February 10, 2013 by
Defensive Construct Exchange Standard
This was originally posted on blogger here.
Why do we need something else? First, this is not a new SIEM. This is not Arcsight, it's not Splunk, it's not CIF or ELSA. This is not an information structure. It's not STIX, VERIS, or Mandiant IOCs. If anything, it's similar to TAXII or IDMEF. However all of these approaches (and the many other existing approaches) have a primary flaw: they have structure. The fundamental issues it that no matter what tool we use, it will collect different data. We will have similar fields (URLs, IPs, etc) tool to tool, but each provides a slightly different construct with slightly different fields associated with each construct. This limits all but the most general indexing tools (such as Splunk or ELSA) from importing data without an importer designed specifically for that data (such as an Arcsight connector).
Also, basically all tools (other than Paterva's Maltego) take a database approach to storing data. While this still allows searching data to match specific patterns (such as IP address), it is less efficient as linkages are implied only by the existence of the pattern in a row with other data. Passing data as records may hide linkages that could otherwise be uncovered.

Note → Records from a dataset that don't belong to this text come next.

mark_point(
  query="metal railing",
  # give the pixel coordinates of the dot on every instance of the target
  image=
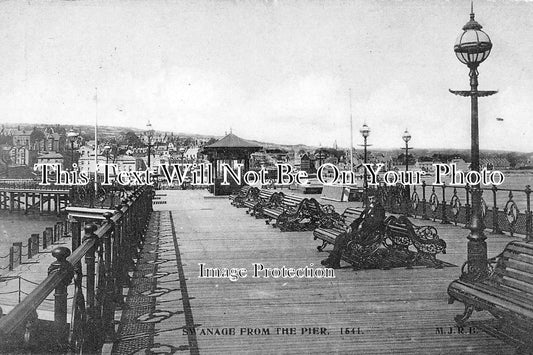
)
(108, 251)
(20, 251)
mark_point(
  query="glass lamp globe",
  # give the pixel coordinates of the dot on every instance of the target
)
(473, 45)
(365, 131)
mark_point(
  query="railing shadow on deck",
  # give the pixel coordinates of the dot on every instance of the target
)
(109, 251)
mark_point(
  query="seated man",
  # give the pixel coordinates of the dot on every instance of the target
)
(370, 219)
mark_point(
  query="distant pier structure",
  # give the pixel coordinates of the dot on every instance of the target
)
(32, 197)
(231, 150)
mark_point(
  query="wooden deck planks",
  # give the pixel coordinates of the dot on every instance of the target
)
(397, 311)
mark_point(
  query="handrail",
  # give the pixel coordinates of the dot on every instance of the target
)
(113, 240)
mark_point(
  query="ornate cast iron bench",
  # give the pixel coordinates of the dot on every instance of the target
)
(308, 216)
(242, 201)
(264, 198)
(289, 204)
(388, 245)
(329, 229)
(236, 199)
(507, 293)
(400, 233)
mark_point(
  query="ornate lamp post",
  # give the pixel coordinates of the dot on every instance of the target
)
(107, 149)
(72, 137)
(472, 48)
(365, 132)
(406, 137)
(149, 134)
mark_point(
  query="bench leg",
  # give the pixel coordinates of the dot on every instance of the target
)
(460, 319)
(321, 247)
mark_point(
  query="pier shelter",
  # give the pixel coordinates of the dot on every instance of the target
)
(230, 150)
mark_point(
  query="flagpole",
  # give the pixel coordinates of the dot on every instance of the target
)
(351, 133)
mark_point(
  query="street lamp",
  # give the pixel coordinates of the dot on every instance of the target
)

- All discrete pieces of information within a construct will be given an individual node (in the graph theory sense). All nodes within the construct are a type of Attribute. The actual attribute Attribute will be stored as a tuple within the node's "Metadata" attribute.
- All nodes will be linked to a node containing a construct ID generated by the construct originator. (It will be recommended that those linking constructs into their own graphs generate a local construct ID so as to avoid conflicts within their graph.)
- The construct ID will be a child node of all Attributes within the construct.
- The nodes and edges will be represented in JSON. They will be transmitted in accordance with the JSON format outlined by the @gephi graph streaming project (Gephi graph streaming). In practice, all constructs should be transmittable as a grouping of 'add node' and 'add edge' messages, with the recipient deciding how to actually handle the information.
- Attributes within the construct may have their own Attributes. (I.E. A threat construct's location Attribute may have a 'confidence' Attribute. Also, Attributes within the construct may have a child attribute representing a Classification such as "company proprietary", "PII", etc.) (Note this is less of a rule of the standard as an explicit flexibility.)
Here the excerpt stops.